NEW YORK — Michael King defied what was normal for a pitcher returning from a long layoff when he threw strikes effectively for five innings in his return from the injured list last week.
The rust was waiting for him Tuesday at Citi Field.
King getting hit hard and often on Tuesday was at least as troubling for the Padres as anything else about an 8-3 loss to the Mets.
It was arguably the greatest concern to come out of the night.
That is because the Padres are virtually certain to make the playoffs. But what they do when they get there could be largely up to King.
The 29-year-old right-hander would be the presumptive starter in the second game of the team’s first postseason series. But that would also presumably be on the condition he is able to right himself and show he is a semblance of the pitcher who has been their best starter over the past two seasons when he is healthy.

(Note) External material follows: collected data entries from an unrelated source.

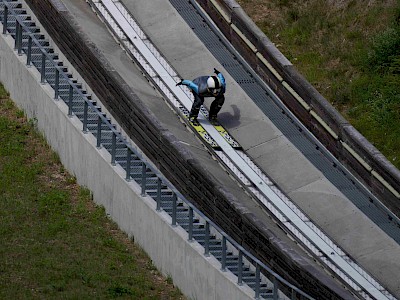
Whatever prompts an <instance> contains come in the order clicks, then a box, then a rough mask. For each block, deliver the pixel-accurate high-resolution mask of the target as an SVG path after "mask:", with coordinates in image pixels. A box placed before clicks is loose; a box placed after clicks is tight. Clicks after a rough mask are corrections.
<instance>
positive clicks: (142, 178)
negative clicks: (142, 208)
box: [142, 162, 147, 196]
mask: <svg viewBox="0 0 400 300" xmlns="http://www.w3.org/2000/svg"><path fill="white" fill-rule="evenodd" d="M146 169H147V166H146V164H145V163H144V162H143V163H142V196H144V195H146V180H147V178H146V177H147V176H146Z"/></svg>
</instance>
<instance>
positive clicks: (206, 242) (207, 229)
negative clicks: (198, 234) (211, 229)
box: [204, 221, 210, 256]
mask: <svg viewBox="0 0 400 300" xmlns="http://www.w3.org/2000/svg"><path fill="white" fill-rule="evenodd" d="M204 255H205V256H210V223H208V221H206V228H205V237H204Z"/></svg>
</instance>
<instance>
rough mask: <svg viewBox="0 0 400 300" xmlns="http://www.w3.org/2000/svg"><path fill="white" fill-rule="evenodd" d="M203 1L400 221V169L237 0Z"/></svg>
mask: <svg viewBox="0 0 400 300" xmlns="http://www.w3.org/2000/svg"><path fill="white" fill-rule="evenodd" d="M198 2H199V3H200V5H201V6H202V7H203V8H204V10H205V11H206V12H207V13H208V15H209V16H211V18H212V19H213V21H214V22H215V23H216V24H217V25H218V27H219V28H220V29H221V31H222V32H223V34H224V35H225V37H226V38H227V39H228V40H229V41H230V42H231V43H232V44H233V45H234V46H235V48H236V50H238V51H239V52H240V54H241V55H242V56H243V57H244V58H245V59H246V61H247V62H248V63H249V64H250V65H251V66H252V67H253V69H254V70H256V72H257V73H258V75H259V76H260V77H261V78H262V79H263V80H265V81H266V82H268V83H269V85H270V87H271V88H272V89H273V91H274V92H275V93H276V94H277V95H278V96H279V97H280V98H281V100H282V101H283V102H284V104H285V105H286V106H287V107H288V108H289V109H290V110H291V111H292V112H293V113H294V114H295V115H296V117H297V118H299V119H300V120H301V122H302V123H303V124H304V125H305V126H306V127H307V128H308V129H309V130H310V131H311V132H312V133H313V134H314V135H315V136H316V137H317V138H318V139H319V141H321V142H322V143H323V144H324V146H325V147H326V148H327V149H328V150H329V151H331V153H332V154H333V155H334V156H335V157H336V158H337V159H338V160H339V161H341V162H342V163H343V164H344V165H345V166H346V167H347V168H348V169H349V170H351V171H352V173H353V175H355V177H356V178H358V179H359V180H360V181H361V182H363V183H364V184H365V185H366V186H368V187H369V188H370V189H371V190H372V192H373V193H374V194H375V195H376V196H377V198H378V199H379V200H380V201H382V203H383V204H384V205H386V206H387V207H388V208H389V209H390V210H391V211H392V212H393V213H394V214H396V215H397V216H398V217H399V218H400V171H399V170H398V169H396V168H395V167H394V166H393V165H392V164H391V163H390V162H389V161H388V160H387V159H386V158H385V157H384V156H383V155H382V153H380V152H379V151H378V150H377V149H376V148H375V147H374V146H373V145H372V144H371V143H370V142H368V140H366V139H365V138H364V137H363V136H362V135H361V134H360V133H359V132H358V131H357V130H356V129H355V128H354V127H353V126H351V125H350V124H349V123H348V122H347V121H346V120H345V119H344V118H343V116H341V115H340V114H339V113H338V112H337V111H336V110H335V109H334V108H333V107H332V105H331V104H330V103H329V102H328V101H327V100H326V99H325V98H324V97H323V96H322V95H321V94H320V93H319V92H318V91H317V90H316V89H315V88H314V87H313V86H312V85H311V84H310V83H309V82H308V81H307V80H306V79H305V78H304V77H303V76H302V75H301V74H299V73H298V71H297V70H296V69H295V68H294V67H293V65H292V64H291V63H290V62H289V61H288V60H287V59H286V58H285V57H284V56H283V54H282V53H281V52H280V51H279V50H278V49H277V48H276V47H275V45H274V44H273V43H272V42H271V41H270V40H269V39H268V38H267V37H266V36H265V34H264V33H263V32H262V31H261V30H260V29H259V28H258V27H257V26H256V25H255V24H254V22H253V21H252V20H251V19H250V18H249V17H248V16H247V15H246V13H245V12H244V11H243V9H242V8H241V7H240V5H239V4H238V3H237V2H236V1H235V0H212V1H208V0H199V1H198Z"/></svg>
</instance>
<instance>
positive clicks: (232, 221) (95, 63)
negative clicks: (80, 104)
mask: <svg viewBox="0 0 400 300" xmlns="http://www.w3.org/2000/svg"><path fill="white" fill-rule="evenodd" d="M26 2H27V3H28V4H29V6H30V7H31V9H32V10H33V11H34V13H35V16H36V17H37V18H38V19H39V20H40V22H41V23H42V25H43V26H44V27H45V28H46V30H47V31H48V33H49V34H50V36H51V37H52V39H53V40H54V42H55V43H56V44H57V46H58V47H59V49H60V50H61V51H62V52H63V53H64V55H65V56H66V57H67V58H68V60H69V61H70V63H71V64H72V65H73V66H74V67H75V69H76V70H77V71H78V72H79V74H80V75H81V76H82V78H84V79H85V81H86V83H87V84H88V85H89V86H90V87H91V90H92V91H93V92H94V93H96V95H97V96H98V98H99V99H100V100H101V102H102V103H103V105H105V107H106V108H107V110H108V111H109V112H111V113H112V114H113V116H114V117H115V119H116V120H117V121H118V123H119V125H120V126H121V127H122V128H123V129H124V130H125V132H126V133H127V134H128V135H129V136H130V137H131V138H132V139H133V140H134V142H135V143H136V144H137V145H138V146H139V147H140V149H141V150H142V151H143V152H144V153H145V154H146V156H147V157H149V158H150V159H151V160H152V161H153V162H154V163H155V164H156V166H157V167H158V168H159V169H160V171H161V172H162V173H163V174H164V176H165V177H167V178H168V180H170V181H171V182H172V183H173V184H174V185H175V187H176V188H177V189H178V190H179V191H180V192H181V193H182V194H183V195H184V196H185V197H186V198H187V199H190V200H191V201H192V203H193V204H194V205H195V206H197V207H198V208H199V209H200V210H201V211H202V212H203V213H204V214H205V215H207V216H208V217H209V218H210V219H212V220H213V221H214V222H215V223H216V224H217V225H218V226H219V227H221V228H222V229H223V230H224V231H225V232H226V233H227V234H229V235H230V236H231V237H232V238H234V239H235V240H236V241H237V242H238V243H239V244H241V245H242V246H243V247H244V248H245V249H246V250H248V251H249V252H251V253H252V254H253V255H255V256H256V257H257V258H259V259H260V260H261V261H262V262H264V263H265V264H267V265H269V266H272V268H273V270H274V271H276V272H277V273H278V274H280V275H281V276H282V277H284V278H285V279H286V280H288V281H289V282H291V283H292V284H294V285H296V286H300V287H301V288H302V289H304V290H306V291H307V293H310V294H311V295H313V296H314V297H316V298H320V299H321V298H323V299H342V298H346V297H347V296H348V294H349V293H348V291H346V290H345V289H344V287H343V285H341V284H340V283H338V282H337V281H336V280H334V279H333V278H331V277H330V276H329V275H328V274H327V273H325V272H324V271H323V270H321V269H318V268H316V267H315V266H314V265H313V264H312V263H310V261H309V258H308V257H304V256H303V254H302V253H297V252H295V251H293V249H291V247H288V246H287V245H286V244H285V243H284V242H282V241H281V240H279V239H278V238H276V236H274V235H273V234H272V232H271V231H270V230H268V228H266V227H265V226H264V225H263V224H262V222H260V221H259V220H258V219H257V217H255V216H254V215H253V214H252V213H250V212H249V211H247V209H245V208H243V206H242V205H241V204H240V201H238V199H236V198H235V196H234V195H232V194H230V193H229V192H228V191H226V190H225V188H224V187H222V186H219V185H217V184H216V182H217V181H216V180H214V178H213V176H212V175H211V174H210V173H209V172H207V171H206V170H205V169H204V168H203V167H202V166H201V165H200V164H199V162H198V161H197V160H196V159H193V157H192V155H191V154H190V153H187V152H185V151H184V150H183V149H182V147H180V143H179V142H178V141H177V140H176V138H175V137H174V136H173V135H172V134H171V133H170V132H168V131H167V130H165V129H164V128H162V127H161V126H160V124H159V122H158V121H157V119H156V118H155V116H154V115H153V114H152V113H151V112H149V110H148V109H147V108H146V107H145V106H144V105H143V103H142V102H141V100H140V99H139V98H138V97H137V96H136V95H135V94H134V93H133V91H132V90H131V89H130V88H129V86H128V85H127V84H125V82H124V80H123V78H121V76H120V75H119V74H118V73H117V72H115V70H114V69H113V68H112V66H110V65H109V64H108V62H107V61H106V60H105V58H104V57H103V55H102V54H101V53H99V51H98V49H97V48H96V46H95V45H93V44H92V43H91V42H90V40H89V39H88V38H87V37H86V36H85V35H84V34H83V33H82V31H81V29H80V28H79V25H78V24H76V23H75V21H74V19H73V17H72V16H71V15H70V14H69V12H68V11H67V10H66V9H65V8H61V9H60V5H57V3H59V1H55V0H40V1H39V0H26Z"/></svg>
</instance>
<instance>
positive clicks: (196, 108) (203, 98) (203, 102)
mask: <svg viewBox="0 0 400 300" xmlns="http://www.w3.org/2000/svg"><path fill="white" fill-rule="evenodd" d="M193 96H194V102H193V105H192V109H191V110H190V115H189V118H197V116H198V115H199V111H200V106H201V105H202V104H203V103H204V97H201V96H199V95H197V94H196V93H193Z"/></svg>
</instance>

It might be a lot to expect of a pitcher who has spent more time on the injured list than active this season. But given his excellence and the less-than-stellar seasons by Dylan Cease and Yu Darvish, expecting King to perform in late September and into October is imperative for the Padres.

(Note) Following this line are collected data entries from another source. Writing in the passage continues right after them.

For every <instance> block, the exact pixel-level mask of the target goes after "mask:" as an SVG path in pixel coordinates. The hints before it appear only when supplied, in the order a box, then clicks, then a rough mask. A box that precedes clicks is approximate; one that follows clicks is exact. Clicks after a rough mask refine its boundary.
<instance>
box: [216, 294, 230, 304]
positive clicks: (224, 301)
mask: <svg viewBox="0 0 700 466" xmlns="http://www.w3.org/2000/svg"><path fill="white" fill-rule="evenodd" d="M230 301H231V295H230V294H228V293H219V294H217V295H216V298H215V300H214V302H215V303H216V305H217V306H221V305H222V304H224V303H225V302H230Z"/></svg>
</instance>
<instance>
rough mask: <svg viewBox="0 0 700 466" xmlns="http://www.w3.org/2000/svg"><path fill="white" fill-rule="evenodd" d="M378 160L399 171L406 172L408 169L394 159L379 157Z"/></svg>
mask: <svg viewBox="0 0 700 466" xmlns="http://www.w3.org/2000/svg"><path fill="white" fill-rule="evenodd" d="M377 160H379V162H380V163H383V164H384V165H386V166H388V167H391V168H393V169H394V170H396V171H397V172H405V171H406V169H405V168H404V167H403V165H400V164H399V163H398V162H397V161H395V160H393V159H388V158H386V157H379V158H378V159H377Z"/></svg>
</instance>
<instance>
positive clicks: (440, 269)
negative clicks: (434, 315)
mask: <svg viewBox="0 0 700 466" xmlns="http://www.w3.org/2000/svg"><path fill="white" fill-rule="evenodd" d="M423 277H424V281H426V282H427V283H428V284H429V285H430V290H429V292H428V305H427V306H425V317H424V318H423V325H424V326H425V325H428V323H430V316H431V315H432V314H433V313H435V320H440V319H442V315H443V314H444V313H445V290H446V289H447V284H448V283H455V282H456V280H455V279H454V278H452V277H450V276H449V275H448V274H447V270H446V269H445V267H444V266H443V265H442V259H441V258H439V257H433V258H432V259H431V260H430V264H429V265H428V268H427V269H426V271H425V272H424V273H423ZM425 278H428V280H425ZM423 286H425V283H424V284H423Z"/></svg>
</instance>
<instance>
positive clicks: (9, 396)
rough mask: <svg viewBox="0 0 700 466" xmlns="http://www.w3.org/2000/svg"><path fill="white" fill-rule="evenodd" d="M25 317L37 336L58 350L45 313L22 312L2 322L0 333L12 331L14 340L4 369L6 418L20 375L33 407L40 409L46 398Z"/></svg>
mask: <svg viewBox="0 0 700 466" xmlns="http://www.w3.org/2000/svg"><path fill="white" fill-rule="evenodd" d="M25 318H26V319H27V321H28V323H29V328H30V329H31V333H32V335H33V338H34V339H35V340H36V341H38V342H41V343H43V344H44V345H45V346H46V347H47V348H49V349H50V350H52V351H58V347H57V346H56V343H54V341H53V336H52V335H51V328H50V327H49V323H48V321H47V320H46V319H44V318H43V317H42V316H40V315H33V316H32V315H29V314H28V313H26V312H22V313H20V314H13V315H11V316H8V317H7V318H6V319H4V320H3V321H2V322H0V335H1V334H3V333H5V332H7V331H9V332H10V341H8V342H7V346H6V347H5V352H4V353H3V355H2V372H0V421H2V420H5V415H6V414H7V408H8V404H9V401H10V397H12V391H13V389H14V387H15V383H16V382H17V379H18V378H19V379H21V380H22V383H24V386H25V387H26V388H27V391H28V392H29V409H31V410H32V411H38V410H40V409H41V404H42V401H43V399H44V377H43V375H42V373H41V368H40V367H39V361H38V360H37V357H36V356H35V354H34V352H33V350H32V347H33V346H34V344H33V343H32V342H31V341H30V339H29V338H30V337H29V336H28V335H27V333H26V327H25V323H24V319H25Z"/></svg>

“Michael King, we’ve got to pitch him,” Padres manager Mike Shildt said. “… It would be unfair if we didn’t pitch Michael, relative to success and health and what it means to our team. Wasn’t his best outing. I’m excited to see him in five days.”
King threw an abundance of pitches up and over the middle of the plate while lasting one batter into the fourth inning on Tuesday, and that batter hit the Mets’ fourth home run of the night.
“Terrible fastball command,” King said after allowing eight runs on 10 hits, both more than he had ever surrendered in a game. “All around terrible. Bad pitch selections, bad locations. Got to be a lot better.”
The Mets were up 5-0 after the first inning and 7-1 after the second.
Jackson Merrill homered in the first inning, and Jake Cronenworth did so in the second to get the Padres to 7-2.
Cedric Mullins led off the bottom of the fourth with a home run.
Eight of the 17 balls the Mets put in play against King had an exit velocity of at least 99 mph, and six were off the bat at 104 mph or higher.
King’s start a week earlier against the Reds, his first in a month and second in nearly four months, was not without an occasional lapse in command. He surrendered a pair of home runs and had another brought back by a spectacular Fernando Tatis Jr. catch above the wall. But he allowed just one other hit and walked one batter while throwing strikes at a 67% rate.
Tuesday’s start and the two others he has time to make before the end of the regular season were considered part of a ramping-up process after being out so long.
King had a 2.59 ERA, sixth best in the NL, when he was sidelined after 10 starts with a nerve impingement near his right shoulder in mid-May. He came back to start Aug. 9 against the Red Sox but was bothered by knee pain, departed after allowing two runs in two innings and was placed on the injured list before his next scheduled start.
After throwing 63 pitches against the Reds, the hope was he would take that up another dozen or so Tuesday.
He ended up throwing 57 pitches before Kyle Hart took over.
Hart retired the next six batters. Yuki Matsui began the sixth and worked 1⅔ scoreless innings before Bradgley Rodríguez got through the eighth without allowing a run.
The Padres did not do much offensively after the early homers. Ramón Laureano’s two-out double in the fourth inning was their only other hit against Mets starter Clay Holmes. Sean Manaea relieved Holmes to start the fifth inning and allowed a single to Manny Machado in the sixth and a homer by Freddy Fermín in the eighth before finishing off the game.
The loss knocked one game off the Padres’ lead over the Mets, who sit in the sixth and final NL playoff spot, four games behind the Padres.
The two teams directly behind the Mets — the Diamondbacks at 1½ back and the Giants at two — had just begun playing each other Tuesday when the Mets completed their victory.
A cushion of at least 5½ games with 11 to play makes the Padres a virtual lock for the postseason. FanGraphs.com had their chances at 99.7% at the start of Tuesday night.
As for their chances of playing deep in October, what King does in his next start, scheduled for Sunday in Chicago against the White Sox, might provide a hint.
“I’ve got a lot to prove in my next one,” King said. “So it’ll be a grind for the next five days to make sure it doesn’t happen again.”